While the Warriors last won a title for the city of Oakland in 1975, the city of Cleveland has not celebrated a championship since the 1964 Cleveland Browns of the National Football League.
Both the Warriors and Cavaliers will be leaning on their respective most valuable players to restore glory, and though Stephen Curry took home the league’s top player award this year LeBron James still wears the unofficial crown.
What four-time MVP James has accomplished with this season’s Cavaliers team is one of his greatest feats and has returned him to the NBA Finals for the fifth consecutive year, a feat not accomplished since 1966.

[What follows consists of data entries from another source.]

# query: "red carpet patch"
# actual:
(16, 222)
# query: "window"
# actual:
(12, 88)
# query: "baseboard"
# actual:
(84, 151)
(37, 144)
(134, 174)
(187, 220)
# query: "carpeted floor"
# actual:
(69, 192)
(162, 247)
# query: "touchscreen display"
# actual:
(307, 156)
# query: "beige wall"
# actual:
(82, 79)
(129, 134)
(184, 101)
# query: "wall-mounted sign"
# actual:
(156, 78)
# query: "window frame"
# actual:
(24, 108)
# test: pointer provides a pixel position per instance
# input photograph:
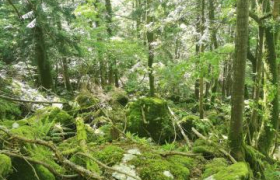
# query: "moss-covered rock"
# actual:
(237, 171)
(149, 117)
(119, 96)
(214, 166)
(86, 163)
(5, 165)
(208, 152)
(109, 155)
(9, 110)
(86, 100)
(51, 114)
(24, 171)
(151, 166)
(201, 125)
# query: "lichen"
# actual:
(5, 165)
(237, 171)
(149, 117)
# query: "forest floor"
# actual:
(93, 134)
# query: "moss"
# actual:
(151, 166)
(13, 124)
(5, 165)
(208, 152)
(119, 96)
(149, 117)
(9, 110)
(237, 171)
(86, 100)
(110, 155)
(185, 161)
(85, 162)
(201, 125)
(24, 171)
(51, 114)
(214, 166)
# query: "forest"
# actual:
(139, 89)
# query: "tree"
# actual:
(150, 38)
(239, 64)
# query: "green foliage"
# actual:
(237, 171)
(9, 110)
(110, 155)
(24, 171)
(85, 162)
(149, 117)
(5, 165)
(86, 100)
(272, 172)
(152, 166)
(214, 166)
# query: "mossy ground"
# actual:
(149, 117)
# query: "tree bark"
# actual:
(270, 124)
(239, 64)
(150, 38)
(41, 58)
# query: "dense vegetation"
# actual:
(139, 89)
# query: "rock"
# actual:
(149, 117)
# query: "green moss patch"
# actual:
(214, 166)
(237, 171)
(149, 117)
(110, 155)
(151, 166)
(5, 165)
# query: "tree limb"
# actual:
(29, 101)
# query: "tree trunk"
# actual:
(201, 79)
(66, 75)
(102, 69)
(150, 38)
(110, 34)
(42, 61)
(256, 94)
(239, 65)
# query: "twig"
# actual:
(107, 167)
(214, 144)
(78, 169)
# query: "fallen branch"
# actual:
(29, 101)
(49, 167)
(64, 161)
(108, 167)
(180, 127)
(215, 145)
(172, 153)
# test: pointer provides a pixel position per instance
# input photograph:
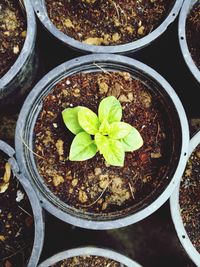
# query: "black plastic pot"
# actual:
(40, 9)
(186, 8)
(90, 251)
(178, 129)
(35, 205)
(176, 214)
(20, 77)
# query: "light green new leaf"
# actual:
(132, 141)
(104, 128)
(112, 150)
(70, 118)
(88, 120)
(82, 147)
(110, 109)
(119, 130)
(101, 142)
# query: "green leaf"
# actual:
(119, 130)
(70, 118)
(88, 120)
(132, 141)
(112, 150)
(104, 128)
(82, 147)
(110, 109)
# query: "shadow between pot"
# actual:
(34, 202)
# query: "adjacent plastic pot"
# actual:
(90, 251)
(176, 215)
(186, 8)
(35, 205)
(40, 9)
(21, 75)
(33, 106)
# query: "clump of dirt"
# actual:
(87, 261)
(107, 22)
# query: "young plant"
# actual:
(104, 133)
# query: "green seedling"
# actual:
(104, 133)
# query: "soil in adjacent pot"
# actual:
(12, 33)
(107, 22)
(189, 198)
(87, 261)
(193, 33)
(92, 185)
(16, 220)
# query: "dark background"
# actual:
(152, 242)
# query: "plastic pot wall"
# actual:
(40, 9)
(91, 251)
(35, 205)
(33, 106)
(20, 77)
(186, 8)
(176, 215)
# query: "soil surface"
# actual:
(12, 33)
(107, 22)
(16, 220)
(87, 261)
(189, 198)
(193, 33)
(93, 185)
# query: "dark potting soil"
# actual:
(107, 22)
(87, 261)
(16, 221)
(193, 33)
(189, 198)
(12, 33)
(93, 185)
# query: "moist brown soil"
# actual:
(87, 261)
(16, 223)
(12, 33)
(189, 198)
(107, 22)
(193, 33)
(93, 185)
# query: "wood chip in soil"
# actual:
(87, 261)
(189, 198)
(107, 22)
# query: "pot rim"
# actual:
(34, 202)
(40, 10)
(176, 215)
(25, 52)
(188, 4)
(122, 61)
(93, 251)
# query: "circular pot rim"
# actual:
(25, 52)
(176, 215)
(40, 10)
(93, 251)
(183, 41)
(35, 205)
(123, 61)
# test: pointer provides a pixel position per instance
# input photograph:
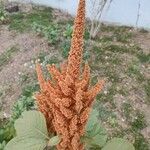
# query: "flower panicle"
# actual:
(67, 99)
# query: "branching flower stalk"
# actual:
(66, 101)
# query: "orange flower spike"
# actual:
(40, 76)
(75, 55)
(66, 101)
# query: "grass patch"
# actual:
(144, 58)
(139, 122)
(22, 21)
(7, 56)
(140, 142)
(147, 90)
(133, 71)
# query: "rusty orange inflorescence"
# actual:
(66, 101)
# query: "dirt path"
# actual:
(29, 47)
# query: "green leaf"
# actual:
(31, 132)
(118, 144)
(93, 119)
(32, 123)
(54, 141)
(26, 143)
(95, 135)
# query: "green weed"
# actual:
(7, 56)
(22, 21)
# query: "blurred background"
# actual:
(116, 46)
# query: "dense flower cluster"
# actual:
(66, 101)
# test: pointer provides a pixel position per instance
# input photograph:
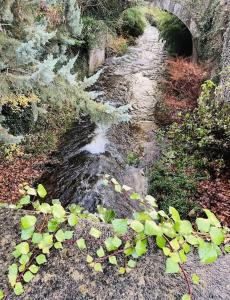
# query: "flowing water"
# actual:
(124, 151)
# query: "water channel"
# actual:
(89, 150)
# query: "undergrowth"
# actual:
(51, 227)
(198, 148)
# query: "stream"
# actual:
(124, 151)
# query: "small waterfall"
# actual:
(89, 151)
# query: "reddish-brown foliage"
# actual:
(215, 195)
(15, 172)
(182, 86)
(185, 79)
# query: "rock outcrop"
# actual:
(67, 276)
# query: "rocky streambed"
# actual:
(124, 151)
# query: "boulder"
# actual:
(67, 276)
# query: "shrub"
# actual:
(206, 131)
(174, 184)
(185, 79)
(133, 22)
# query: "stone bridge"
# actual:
(191, 13)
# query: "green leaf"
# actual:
(58, 245)
(186, 297)
(186, 248)
(120, 226)
(60, 235)
(151, 200)
(203, 225)
(22, 268)
(195, 279)
(135, 196)
(45, 208)
(217, 235)
(118, 188)
(53, 225)
(98, 267)
(72, 220)
(227, 248)
(161, 242)
(23, 248)
(24, 201)
(31, 191)
(116, 242)
(137, 226)
(114, 181)
(24, 259)
(132, 263)
(28, 221)
(37, 237)
(141, 216)
(106, 215)
(192, 240)
(34, 269)
(174, 213)
(28, 276)
(151, 228)
(166, 251)
(89, 259)
(175, 245)
(183, 227)
(100, 252)
(46, 242)
(207, 253)
(113, 260)
(121, 271)
(140, 247)
(175, 257)
(16, 253)
(13, 269)
(81, 244)
(26, 234)
(183, 257)
(95, 232)
(58, 211)
(18, 289)
(213, 220)
(68, 235)
(41, 259)
(172, 266)
(41, 191)
(168, 229)
(112, 243)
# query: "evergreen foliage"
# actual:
(37, 36)
(73, 18)
(65, 71)
(133, 22)
(45, 73)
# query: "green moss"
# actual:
(8, 48)
(133, 22)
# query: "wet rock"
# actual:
(66, 275)
(88, 152)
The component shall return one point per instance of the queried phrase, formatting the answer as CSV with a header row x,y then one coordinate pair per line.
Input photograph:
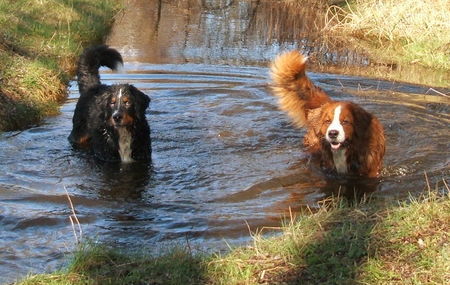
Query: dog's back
x,y
297,95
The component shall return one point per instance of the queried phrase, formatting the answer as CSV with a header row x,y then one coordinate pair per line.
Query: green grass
x,y
406,243
400,31
39,43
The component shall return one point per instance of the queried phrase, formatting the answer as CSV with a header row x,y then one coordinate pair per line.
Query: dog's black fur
x,y
109,120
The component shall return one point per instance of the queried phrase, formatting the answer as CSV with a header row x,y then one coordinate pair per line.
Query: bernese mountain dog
x,y
347,139
109,120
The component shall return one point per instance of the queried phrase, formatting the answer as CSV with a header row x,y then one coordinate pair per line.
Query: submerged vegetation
x,y
39,43
400,31
407,243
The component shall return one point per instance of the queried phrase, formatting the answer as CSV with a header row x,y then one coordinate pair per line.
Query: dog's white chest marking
x,y
336,125
125,145
340,161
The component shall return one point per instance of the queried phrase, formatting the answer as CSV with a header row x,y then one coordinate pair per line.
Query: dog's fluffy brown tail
x,y
296,93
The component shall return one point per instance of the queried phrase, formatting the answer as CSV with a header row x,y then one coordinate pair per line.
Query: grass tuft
x,y
341,243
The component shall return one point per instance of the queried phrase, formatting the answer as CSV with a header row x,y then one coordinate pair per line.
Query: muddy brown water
x,y
224,157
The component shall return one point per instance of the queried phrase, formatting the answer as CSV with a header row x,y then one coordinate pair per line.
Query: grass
x,y
39,43
397,31
406,243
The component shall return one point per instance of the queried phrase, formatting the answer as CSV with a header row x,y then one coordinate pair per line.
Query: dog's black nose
x,y
117,117
333,134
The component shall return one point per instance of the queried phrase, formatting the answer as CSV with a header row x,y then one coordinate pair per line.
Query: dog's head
x,y
125,105
342,123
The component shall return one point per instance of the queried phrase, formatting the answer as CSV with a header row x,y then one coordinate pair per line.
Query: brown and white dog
x,y
347,139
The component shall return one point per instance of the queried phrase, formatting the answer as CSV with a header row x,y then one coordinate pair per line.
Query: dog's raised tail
x,y
91,60
296,93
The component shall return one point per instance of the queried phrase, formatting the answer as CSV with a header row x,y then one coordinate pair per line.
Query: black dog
x,y
109,120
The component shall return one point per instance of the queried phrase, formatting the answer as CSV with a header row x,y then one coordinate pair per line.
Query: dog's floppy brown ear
x,y
141,102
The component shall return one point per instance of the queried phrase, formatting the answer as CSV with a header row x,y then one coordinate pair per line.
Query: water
x,y
224,157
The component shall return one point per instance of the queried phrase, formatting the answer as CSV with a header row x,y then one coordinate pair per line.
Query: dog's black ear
x,y
141,102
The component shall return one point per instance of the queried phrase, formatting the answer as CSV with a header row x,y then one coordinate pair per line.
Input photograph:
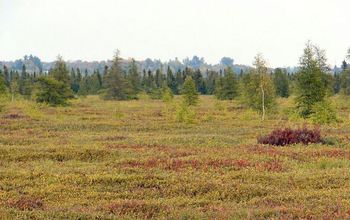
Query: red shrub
x,y
27,203
282,137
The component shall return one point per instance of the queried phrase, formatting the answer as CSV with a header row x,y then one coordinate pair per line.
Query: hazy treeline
x,y
257,87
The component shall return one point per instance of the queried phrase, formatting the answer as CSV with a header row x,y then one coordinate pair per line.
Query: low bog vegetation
x,y
99,159
289,136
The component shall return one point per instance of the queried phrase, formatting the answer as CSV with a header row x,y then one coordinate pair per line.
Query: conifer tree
x,y
134,77
171,81
227,86
311,80
25,83
116,86
281,82
7,77
60,71
259,92
2,83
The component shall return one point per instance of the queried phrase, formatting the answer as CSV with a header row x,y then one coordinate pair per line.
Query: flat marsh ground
x,y
100,159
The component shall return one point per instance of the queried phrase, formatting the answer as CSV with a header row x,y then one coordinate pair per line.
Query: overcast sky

With his key sidekicks either sidelined or hobbled, James has averaged 27.6 points, 10.4 rebounds and 8.3 assists during the post-season.
The Warriors’s 40-year wait to return to the Finals has come at a physical price.
Curry, averaging 29.2 points during the postseason, took a violent fall in the Western Conference final and has not appeared quite the same since.
Working in the Warriors favour is that Thursday’s Game One will have given each team seven days, which is the longest gap in history between the end of the conference finals and start of the Finals.
Rust could be an issue for both sides and the job of preparation will fall on the shoulders of a pair of first-year head coaches.
Golden State’s Steve Kerr and Cleveland’s David Blatt give the Finals two rookie NBA coaches for the first time since the league’s inaugural season (1946-47).
The two have taken divergent paths to get here, however.
The schedule:
Game 1 (June 4) & Game 2 (June 7) at Golden State; Game 3 (June 9) & Game 4 (June 11) at Cleveland.
If needed: Game 5 (June 14, Golden State), Game 6 (June 16, Cleveland) and Game 7 (June 19, Golden State).